Fans of comic books, 00s horror and Guillermo del Toro will recall the latter’s crack at launching a mass-market franchise with Hellboy in 2004, a peppy blend of pulp genre thrills, wisecracks and old-school effects with a very del Torovian occult-vibe. The casting in the title role of Ron Perlman as the half-demon/half-human shorn-horned, red-skinned, wisecracking, cigar-smoking good guy, along with Selma Blair as his pale but decidedly interesting sidekick/love interest Liz, is what made the first film, and to a lesser degree its successor Hellboy II: The Golden Army, sing. But the unholy mess of a reboot from 2019, this time with a not-unlikeable David Harbour in the massive Right Hand of Doom glove, barely made coin, which makes this even lower-budgeted successor somewhat inexplicable. Just as Hellboy can smell evil in the forest air where others catch only the scent of pine, there’s a whiff of creative accounting about this effort.
This time, the man under the metric ton of makeup is Jack Kesy, a pretty wan replacement for his predecessors who doesn’t even look convincing while smoking.

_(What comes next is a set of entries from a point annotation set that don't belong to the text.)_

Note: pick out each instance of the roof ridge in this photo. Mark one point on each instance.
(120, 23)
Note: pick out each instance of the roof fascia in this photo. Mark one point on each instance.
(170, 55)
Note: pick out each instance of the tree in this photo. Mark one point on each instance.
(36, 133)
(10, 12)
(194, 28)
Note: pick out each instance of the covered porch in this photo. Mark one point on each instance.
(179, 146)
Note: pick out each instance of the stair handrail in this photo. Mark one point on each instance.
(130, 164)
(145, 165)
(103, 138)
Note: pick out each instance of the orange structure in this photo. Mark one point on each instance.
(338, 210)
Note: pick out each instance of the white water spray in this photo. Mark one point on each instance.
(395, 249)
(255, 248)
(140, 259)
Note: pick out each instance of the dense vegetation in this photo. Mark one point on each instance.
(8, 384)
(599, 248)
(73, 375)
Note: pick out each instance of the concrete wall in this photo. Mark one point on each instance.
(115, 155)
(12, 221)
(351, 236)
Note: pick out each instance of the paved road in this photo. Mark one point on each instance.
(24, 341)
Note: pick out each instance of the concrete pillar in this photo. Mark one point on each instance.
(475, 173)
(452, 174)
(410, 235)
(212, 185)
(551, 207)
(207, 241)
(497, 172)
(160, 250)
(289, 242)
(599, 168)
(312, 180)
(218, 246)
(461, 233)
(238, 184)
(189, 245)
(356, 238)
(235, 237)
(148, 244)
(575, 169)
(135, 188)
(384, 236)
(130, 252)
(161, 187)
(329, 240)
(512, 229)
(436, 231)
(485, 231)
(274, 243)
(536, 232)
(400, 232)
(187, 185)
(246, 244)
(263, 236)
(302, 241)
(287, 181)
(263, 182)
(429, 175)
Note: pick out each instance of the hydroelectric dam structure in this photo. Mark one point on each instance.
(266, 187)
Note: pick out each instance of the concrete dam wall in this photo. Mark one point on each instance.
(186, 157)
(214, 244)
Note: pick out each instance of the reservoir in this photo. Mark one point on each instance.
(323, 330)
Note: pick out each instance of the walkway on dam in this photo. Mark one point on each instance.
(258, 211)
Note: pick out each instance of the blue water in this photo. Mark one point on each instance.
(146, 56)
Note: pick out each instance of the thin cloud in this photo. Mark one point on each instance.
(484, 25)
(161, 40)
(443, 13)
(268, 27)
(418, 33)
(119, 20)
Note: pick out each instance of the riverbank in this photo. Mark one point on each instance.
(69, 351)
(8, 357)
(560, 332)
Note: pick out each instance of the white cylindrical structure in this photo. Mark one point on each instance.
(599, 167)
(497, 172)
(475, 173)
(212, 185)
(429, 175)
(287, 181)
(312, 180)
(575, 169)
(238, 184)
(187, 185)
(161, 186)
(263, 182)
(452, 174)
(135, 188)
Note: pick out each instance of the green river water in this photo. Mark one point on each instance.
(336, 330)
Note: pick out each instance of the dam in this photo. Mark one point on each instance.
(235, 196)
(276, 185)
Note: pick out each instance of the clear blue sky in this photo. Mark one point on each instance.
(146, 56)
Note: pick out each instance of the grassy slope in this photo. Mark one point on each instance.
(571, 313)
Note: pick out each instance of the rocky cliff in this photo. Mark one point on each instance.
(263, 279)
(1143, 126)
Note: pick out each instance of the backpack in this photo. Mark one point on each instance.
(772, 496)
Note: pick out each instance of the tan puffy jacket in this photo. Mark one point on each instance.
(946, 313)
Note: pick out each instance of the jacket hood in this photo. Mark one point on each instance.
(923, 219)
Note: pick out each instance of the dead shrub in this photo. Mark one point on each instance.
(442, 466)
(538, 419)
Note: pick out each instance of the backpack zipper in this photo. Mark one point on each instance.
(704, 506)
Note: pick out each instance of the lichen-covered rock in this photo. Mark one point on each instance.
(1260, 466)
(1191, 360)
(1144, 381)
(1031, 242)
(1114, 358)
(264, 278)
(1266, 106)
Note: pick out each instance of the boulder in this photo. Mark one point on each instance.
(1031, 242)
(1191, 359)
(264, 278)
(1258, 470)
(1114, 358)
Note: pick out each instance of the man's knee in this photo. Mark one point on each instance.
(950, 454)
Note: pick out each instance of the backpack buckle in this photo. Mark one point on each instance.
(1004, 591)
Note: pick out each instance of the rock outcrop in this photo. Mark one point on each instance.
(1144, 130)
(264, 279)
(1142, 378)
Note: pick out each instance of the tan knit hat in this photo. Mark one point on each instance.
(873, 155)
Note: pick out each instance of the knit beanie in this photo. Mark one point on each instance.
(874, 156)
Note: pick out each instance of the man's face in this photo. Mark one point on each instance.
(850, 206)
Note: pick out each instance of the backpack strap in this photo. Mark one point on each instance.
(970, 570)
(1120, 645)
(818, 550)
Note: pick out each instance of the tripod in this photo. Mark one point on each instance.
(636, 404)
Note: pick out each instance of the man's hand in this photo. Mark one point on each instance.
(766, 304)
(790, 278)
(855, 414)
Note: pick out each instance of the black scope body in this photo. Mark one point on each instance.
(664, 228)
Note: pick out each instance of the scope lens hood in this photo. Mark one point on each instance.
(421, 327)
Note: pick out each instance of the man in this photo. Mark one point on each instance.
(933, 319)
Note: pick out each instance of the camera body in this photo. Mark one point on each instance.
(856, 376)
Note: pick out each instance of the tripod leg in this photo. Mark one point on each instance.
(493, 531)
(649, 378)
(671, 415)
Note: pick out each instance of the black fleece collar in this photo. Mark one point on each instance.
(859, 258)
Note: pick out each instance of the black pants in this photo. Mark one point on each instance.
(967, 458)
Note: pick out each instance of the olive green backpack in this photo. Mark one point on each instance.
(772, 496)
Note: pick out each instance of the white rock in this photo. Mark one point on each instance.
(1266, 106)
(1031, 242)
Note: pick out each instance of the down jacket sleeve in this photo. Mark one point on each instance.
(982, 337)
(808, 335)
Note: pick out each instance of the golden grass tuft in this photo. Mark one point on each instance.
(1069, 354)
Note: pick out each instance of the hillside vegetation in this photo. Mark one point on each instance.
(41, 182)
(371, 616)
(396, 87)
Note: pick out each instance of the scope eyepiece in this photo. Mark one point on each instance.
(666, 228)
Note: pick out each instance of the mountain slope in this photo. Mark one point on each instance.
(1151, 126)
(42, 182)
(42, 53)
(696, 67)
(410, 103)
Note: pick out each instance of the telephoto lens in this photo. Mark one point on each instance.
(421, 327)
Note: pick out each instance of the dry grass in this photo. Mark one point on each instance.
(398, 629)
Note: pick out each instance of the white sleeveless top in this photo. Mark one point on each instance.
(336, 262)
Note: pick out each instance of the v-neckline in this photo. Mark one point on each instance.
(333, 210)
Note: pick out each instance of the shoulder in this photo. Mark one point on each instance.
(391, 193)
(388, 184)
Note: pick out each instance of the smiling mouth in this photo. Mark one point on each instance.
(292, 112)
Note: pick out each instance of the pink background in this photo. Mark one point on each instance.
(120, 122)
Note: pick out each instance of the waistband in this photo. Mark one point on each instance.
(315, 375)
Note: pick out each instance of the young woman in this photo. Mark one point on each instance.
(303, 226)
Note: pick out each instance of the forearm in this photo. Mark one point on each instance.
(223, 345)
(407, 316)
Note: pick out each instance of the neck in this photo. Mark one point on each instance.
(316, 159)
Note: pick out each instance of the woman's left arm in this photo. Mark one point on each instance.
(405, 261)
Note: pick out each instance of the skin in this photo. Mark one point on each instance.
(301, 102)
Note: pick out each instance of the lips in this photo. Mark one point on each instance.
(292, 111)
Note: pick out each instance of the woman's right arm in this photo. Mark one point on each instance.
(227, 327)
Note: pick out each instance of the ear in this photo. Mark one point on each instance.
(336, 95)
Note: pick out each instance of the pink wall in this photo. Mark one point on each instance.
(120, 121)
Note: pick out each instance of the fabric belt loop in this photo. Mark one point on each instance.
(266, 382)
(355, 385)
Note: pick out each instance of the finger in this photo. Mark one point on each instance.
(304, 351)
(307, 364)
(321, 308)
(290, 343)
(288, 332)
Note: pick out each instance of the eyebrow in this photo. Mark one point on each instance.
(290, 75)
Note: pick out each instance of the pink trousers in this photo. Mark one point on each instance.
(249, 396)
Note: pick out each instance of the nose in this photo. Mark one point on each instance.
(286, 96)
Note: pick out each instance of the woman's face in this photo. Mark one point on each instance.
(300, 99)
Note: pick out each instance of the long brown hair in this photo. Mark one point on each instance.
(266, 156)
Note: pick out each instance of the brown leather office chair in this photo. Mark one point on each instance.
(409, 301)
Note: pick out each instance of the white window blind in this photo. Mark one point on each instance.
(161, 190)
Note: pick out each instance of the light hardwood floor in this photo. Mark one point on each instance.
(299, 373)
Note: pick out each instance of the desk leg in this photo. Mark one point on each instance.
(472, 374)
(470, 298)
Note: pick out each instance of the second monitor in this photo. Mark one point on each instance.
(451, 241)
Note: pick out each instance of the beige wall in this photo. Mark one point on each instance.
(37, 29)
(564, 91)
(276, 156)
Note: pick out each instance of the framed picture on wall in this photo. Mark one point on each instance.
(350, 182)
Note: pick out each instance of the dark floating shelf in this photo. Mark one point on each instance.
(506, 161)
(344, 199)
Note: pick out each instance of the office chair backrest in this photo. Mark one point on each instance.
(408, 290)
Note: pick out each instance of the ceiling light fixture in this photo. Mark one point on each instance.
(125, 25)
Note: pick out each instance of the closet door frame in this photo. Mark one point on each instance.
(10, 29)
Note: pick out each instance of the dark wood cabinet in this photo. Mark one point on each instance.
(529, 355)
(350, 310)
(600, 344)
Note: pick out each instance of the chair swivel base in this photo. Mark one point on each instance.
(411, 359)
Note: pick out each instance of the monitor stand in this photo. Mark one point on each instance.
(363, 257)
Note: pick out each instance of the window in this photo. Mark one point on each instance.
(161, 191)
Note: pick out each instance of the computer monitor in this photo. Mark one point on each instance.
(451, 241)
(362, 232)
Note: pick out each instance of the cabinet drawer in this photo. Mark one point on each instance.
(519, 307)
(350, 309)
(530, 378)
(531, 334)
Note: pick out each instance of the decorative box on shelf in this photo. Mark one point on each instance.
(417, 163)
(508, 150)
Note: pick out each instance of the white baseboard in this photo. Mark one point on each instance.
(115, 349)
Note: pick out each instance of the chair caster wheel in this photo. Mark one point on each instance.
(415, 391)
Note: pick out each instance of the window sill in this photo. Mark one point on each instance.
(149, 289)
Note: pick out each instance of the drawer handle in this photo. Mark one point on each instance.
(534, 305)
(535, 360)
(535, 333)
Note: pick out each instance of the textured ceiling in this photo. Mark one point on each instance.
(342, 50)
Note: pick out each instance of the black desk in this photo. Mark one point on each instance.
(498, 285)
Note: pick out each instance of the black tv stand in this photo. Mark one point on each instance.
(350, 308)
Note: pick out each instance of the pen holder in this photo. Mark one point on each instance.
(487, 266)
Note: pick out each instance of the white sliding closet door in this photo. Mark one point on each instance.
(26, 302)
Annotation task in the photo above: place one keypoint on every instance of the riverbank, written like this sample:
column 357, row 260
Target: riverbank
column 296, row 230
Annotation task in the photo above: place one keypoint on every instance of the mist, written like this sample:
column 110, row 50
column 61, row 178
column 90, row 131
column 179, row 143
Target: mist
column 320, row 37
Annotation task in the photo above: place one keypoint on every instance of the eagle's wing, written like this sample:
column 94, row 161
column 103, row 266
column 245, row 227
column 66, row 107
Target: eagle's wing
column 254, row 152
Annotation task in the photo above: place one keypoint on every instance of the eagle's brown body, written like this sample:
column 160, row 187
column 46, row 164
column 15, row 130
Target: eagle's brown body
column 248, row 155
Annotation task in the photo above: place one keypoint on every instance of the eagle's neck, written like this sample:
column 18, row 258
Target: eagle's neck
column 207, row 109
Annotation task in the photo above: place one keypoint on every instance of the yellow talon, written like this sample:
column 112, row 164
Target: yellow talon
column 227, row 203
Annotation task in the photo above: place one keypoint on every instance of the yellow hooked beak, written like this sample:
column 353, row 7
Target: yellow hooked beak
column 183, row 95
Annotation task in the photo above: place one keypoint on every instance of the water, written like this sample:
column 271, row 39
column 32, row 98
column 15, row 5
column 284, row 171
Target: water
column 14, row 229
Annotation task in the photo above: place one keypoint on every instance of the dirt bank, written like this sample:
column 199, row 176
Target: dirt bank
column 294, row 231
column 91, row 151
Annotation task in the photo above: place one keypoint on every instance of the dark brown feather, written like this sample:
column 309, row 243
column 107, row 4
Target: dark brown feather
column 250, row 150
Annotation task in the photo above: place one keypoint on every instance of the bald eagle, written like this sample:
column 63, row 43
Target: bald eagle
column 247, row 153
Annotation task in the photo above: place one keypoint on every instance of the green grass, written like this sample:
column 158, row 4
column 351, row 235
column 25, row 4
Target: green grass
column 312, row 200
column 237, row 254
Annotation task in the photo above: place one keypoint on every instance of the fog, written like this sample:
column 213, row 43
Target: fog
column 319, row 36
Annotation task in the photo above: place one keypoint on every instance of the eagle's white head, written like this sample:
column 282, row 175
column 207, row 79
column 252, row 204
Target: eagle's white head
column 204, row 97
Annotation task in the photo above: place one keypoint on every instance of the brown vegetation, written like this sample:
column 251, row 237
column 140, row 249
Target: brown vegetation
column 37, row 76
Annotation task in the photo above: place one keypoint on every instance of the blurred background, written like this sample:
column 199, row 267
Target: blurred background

Set in the 1950s, Hellboy is working for the Bureau of Paranormal Research and Defense alongside agent Bobbie Jo Song (Adeline Rudolph, the best thing in the film), an eager beaver in contrast to Hellboy the cynic. An escaped CGI spider (don’t ask) causes the two to rock up somewhere in the forests of Appalachia where the search for a phone gets them mixed up with hillbilly witches and gateways to hell. Local guy Tom Ferrell (Jefferson White), newly returned from war to find his parents are seemingly dead, enlists Hellboy and Bobbie Jo to help him save his old sweetheart Cora (Hannah Margetson), who has been bewitched by local enchantress Effie (Leah McNamara, who is at least having fun with the ham serving). And bopping around the place cackling is nemesis the Crooked Man (Martin Bassindale), who is a pretty boring foe apart from the dapper top hat.
Presumably the reduced budget partly explains the emphasis on cheaply rendered folk-horror elements; there’s lots of wire-work here that puts the women in flowing dresses as they levitate eerily, but the cinematography looks like it was shot on hellaciously cheap cameras. Then again, no amount of budget could make up for the sputtering mess of a script, or the dead-on-the-inside expressions of the cast – apart from Rudolph who is consistently watchable.